# Hibernate - Datum Insert



## y0dA (18. Jun 2007)

Hoi!
Also ich möchte einen Datensatz mittels "save" in die DB schreiben und hierbei auch das aktuelle Datum setzen und inserten. Das Problem ist dass nur das aktuelle Datum in die DB geschrieben wird und nicht die Uhrzeit!

Das Datum ist util.Date und ich mache einfach ein "model.setDate(new Date())
Danach steht folgendes bspw. in der Variable date:
"Mon Jun 18 11:40:47 CEST 2007

Nachdem insert "session.save(model);" steht jedoch nur 18.06.2007 in der DB.

Vorschläge?

mfg


----------



## SnooP (18. Jun 2007)

wo siehst du denn was in der db steht? Weil ein Date ist ein Date  - könnte also auch ein Darstellungs/Formatierungsproblem sein?


----------



## FelixR (18. Jun 2007)

hi,

meine erste Idee wäre, dass das mapping nicht eindeutig ist. Gerade bei dem typ "date" können irretationen entstehen. (ist es ein SQL-Typ timestamp, time oder date)

mfg Felix


----------



## kama (18. Jun 2007)

Hallo,



			
				y0dA hat gesagt.:
			
		

> Nachdem insert "session.save(model);" steht jedoch nur 18.06.2007 in der DB.
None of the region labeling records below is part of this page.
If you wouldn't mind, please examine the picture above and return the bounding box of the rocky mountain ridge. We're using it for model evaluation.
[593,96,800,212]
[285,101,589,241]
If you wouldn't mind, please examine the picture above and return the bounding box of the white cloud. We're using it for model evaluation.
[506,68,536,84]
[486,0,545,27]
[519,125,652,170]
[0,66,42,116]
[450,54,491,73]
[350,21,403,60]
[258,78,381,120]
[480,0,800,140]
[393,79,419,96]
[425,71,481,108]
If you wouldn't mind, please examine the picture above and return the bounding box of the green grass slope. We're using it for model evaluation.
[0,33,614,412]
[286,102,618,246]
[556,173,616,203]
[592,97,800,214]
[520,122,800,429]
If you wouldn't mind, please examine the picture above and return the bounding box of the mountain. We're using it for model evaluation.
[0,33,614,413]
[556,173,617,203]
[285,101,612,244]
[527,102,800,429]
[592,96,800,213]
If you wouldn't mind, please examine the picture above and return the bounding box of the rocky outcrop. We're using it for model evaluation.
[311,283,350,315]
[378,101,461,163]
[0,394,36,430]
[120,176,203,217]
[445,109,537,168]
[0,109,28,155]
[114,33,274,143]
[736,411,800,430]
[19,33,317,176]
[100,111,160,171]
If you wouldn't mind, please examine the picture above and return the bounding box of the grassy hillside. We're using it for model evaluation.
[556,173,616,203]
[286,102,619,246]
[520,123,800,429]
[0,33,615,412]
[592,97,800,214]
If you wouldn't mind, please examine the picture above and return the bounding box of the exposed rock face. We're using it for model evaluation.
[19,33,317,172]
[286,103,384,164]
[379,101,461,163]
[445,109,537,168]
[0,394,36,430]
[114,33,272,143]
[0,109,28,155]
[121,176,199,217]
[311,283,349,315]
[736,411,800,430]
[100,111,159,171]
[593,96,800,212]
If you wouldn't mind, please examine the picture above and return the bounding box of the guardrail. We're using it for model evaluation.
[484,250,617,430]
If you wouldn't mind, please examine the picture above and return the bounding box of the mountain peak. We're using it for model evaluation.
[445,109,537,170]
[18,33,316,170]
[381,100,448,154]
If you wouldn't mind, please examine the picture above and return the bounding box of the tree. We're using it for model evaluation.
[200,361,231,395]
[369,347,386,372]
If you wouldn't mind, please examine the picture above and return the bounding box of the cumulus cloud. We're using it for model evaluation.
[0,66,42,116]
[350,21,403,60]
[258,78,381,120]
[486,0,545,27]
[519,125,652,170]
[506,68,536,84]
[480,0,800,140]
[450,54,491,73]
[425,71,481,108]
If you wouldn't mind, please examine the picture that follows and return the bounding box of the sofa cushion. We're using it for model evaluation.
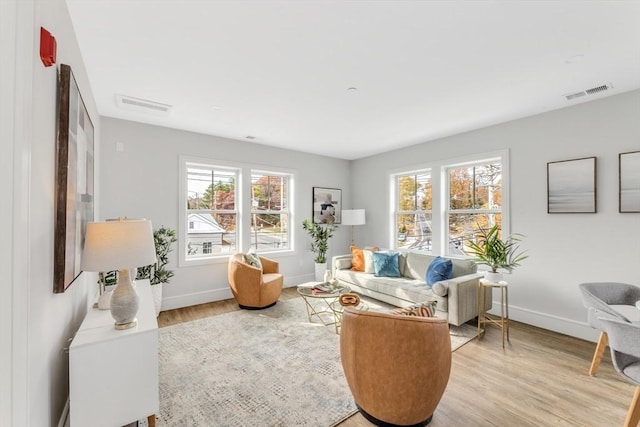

Womit hast Du das rausgefunden?

MfG
Karl Heinz Marbaise


----------



## y0dA (18. Jun 2007)

kama hat gesagt.:
			
		

> Hallo,
> 
> 
> 
> ...



Indem ich mit bspw "plsqldeveloper" mir die sätze in der oracle db ansehe.


----------



## kama (18. Jun 2007)

Hallo,

hast Du dann auch die Formatierung entsprechend richtig gemacht (Date Format etc.) ?

MfG
Karl Heinz Marbaise


----------



## SnooP (18. Jun 2007)

alter session set nls_date_format = 'dd.mm.yyyy hh24:mi' bei oracle z.B.


----------



## y0dA (18. Jun 2007)

naja das prob ist das die anderen daten (also jene die ich nicht geinserted habe) dass format mit datum haben nur meine werte nicht.

hab im mapping file nun schlicht den typ des feldes von date auf timestamp geändert - nun klappts.

dank euch!


----------